Jejak Kuliner Morisco: Mengungkap Rahasia Dapur Muslim di Granada Pasca-Penaklukan
Jejak Kuliner Morisco: Mengungkap Rahasia Dapur Muslim di Granada Pasca-Penaklukan
Granada, jantung Andalusia, menyimpan lapisan sejarah yang kaya dan kompleks. Sebagai kota terakhir di Al-Andalus yang jatuh ke tangan pasukan Katolik pada 1492, Granada menyaksikan peralihan kekuasaan yang dramatis dan transformasi budaya yang mendalam. Meskipun penduduk Muslim, yang kemudian dikenal sebagai Morisco, dipaksa memeluk agama Katolik, jejak praktik dan tradisi mereka, termasuk kebiasaan kuliner, tetap bertahan secara rahasia selama beberapa dekade. Temuan arkeologi terbaru di situs penggalian Cartuja, di pinggiran Granada modern, mengungkap bukti nyata mengenai kelangsungan budaya kuliner Morisco ini, memberikan wawasan baru tentang kehidupan dan perlawanan budaya masyarakat Andalusia pasca-penaklukan.

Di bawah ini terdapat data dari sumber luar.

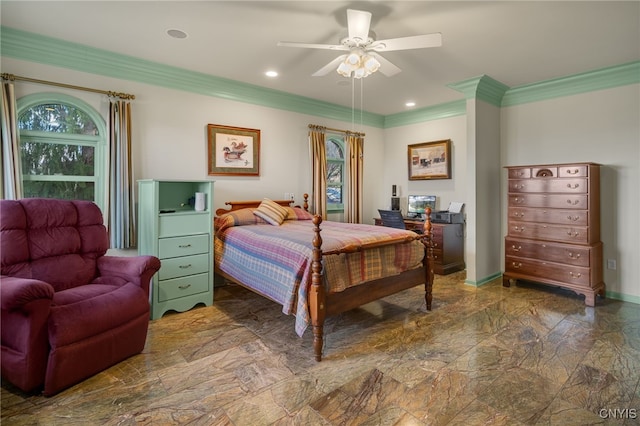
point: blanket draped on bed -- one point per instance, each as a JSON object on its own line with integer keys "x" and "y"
{"x": 276, "y": 260}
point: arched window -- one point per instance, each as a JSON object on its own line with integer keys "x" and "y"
{"x": 335, "y": 172}
{"x": 62, "y": 146}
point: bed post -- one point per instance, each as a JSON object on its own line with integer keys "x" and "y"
{"x": 428, "y": 259}
{"x": 316, "y": 292}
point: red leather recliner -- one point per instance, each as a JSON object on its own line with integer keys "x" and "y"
{"x": 68, "y": 311}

Penggalian yang dilakukan menjelang pembangunan kampus Universitas Granada di area Cartuja, yang dulunya merupakan kawasan permukiman, telah menghasilkan temuan yang luar biasa. Di antara reruntuhan bangunan-bangunan abad pertengahan, para arkeolog menemukan sebuah sumur yang digunakan sebagai tempat pembuangan sampah. Di dalam sumur inilah ditemukan sisa-sisa arkeologi yang memberikan gambaran yang kaya mengenai praktik kuliner rumah tangga Morisco di abad ke-16. Temuan tersebut, yang dikaji oleh tim arkeolog internasional yang terdiri dari Aleks Pluskowski, Guillermo García-Contreras Ruiz, dan Marcos García García, mengungkap pola konsumsi makanan yang secara signifikan berbeda dengan kebiasaan makan masyarakat Katolik pada masa itu.
Analisa tulang hewan yang ditemukan di sumur menunjukkan dominasi tulang domba, dengan jumlah kecil tulang sapi. Usia hewan yang relatif tua, didominasi jantan yang dikebiri, dan keberadaan bagian tubuh yang kaya daging menunjukkan bahwa daging tersebut berasal dari pasar, bukan hasil ternak rumahan. Hal ini mengindikasikan akses ke jaringan perdagangan dan pengolahan makanan yang terorganisir. Lebih jauh lagi, tidak ditemukannya tulang babi, hewan yang diharamkan dalam agama Islam, merupakan indikator kuat dari praktik kuliner yang konsisten dengan kebiasaan diet Muslim.
Temuan keramik juga mendukung hipotesis ini. Keberadaan sejumlah besar ataifores, mangkuk besar yang digunakan untuk makan bersama, menunjukkan praktik makan komunal yang khas dalam budaya Andalusia sebelum penaklukan. Berbeda dengan kebiasaan makan individualistis yang diadopsi oleh rumah tangga Katolik, yang menggunakan bejana yang lebih kecil, ataifores mencerminkan identitas budaya dan sosial yang kuat.
Kontras antara praktik kuliner Morisco dan kebijakan rezim Katolik semakin mencolok. Pemerintah Katolik, melalui Inkuisisi, mencoba keras untuk membasmi praktik budaya Muslim, termasuk kebiasaan makan. Konsumsi daging babi, sebagai simbol penolakan terhadap larangan agama Islam, dipromosikan secara agresif. Temuan di Cartuja menunjukkan perlawanan halus, tetapi nyata, terhadap upaya asimilasi budaya ini. Keluarga Morisco mempertahankan, setidaknya sebagian, tradisi kuliner mereka dalam kehidupan sehari-hari, bahkan di bawah pengawasan ketat dari otoritas Katolik.
Kesimpulannya, penggalian di Cartuja memberikan bukti arkeologi yang substansial mengenai keberlangsungan praktik kuliner Morisco di Granada pasca-penaklukan. Temuan ini bukan hanya sekadar sisa-sisa makanan, tetapi cerminan dari ketahanan budaya, identitas, dan perlawanan halus yang dilakukan oleh masyarakat Morisco dalam menghadapi tekanan politik dan agama yang kuat. Sisa-sisa dari ataifores, tulang domba, dan ketiadaan daging babi menjadi saksi bisu akan kisah yang lebih besar tentang adaptasi, resistensi, dan kelanjutan tradisi di tengah perubahan besar. Penelitian lebih lanjut sangat dibutuhkan untuk mengungkap lebih banyak detail mengenai aspek kehidupan Morisco ini dan lebih memahami dinamika interaksi budaya di Spanyol pada masa itu.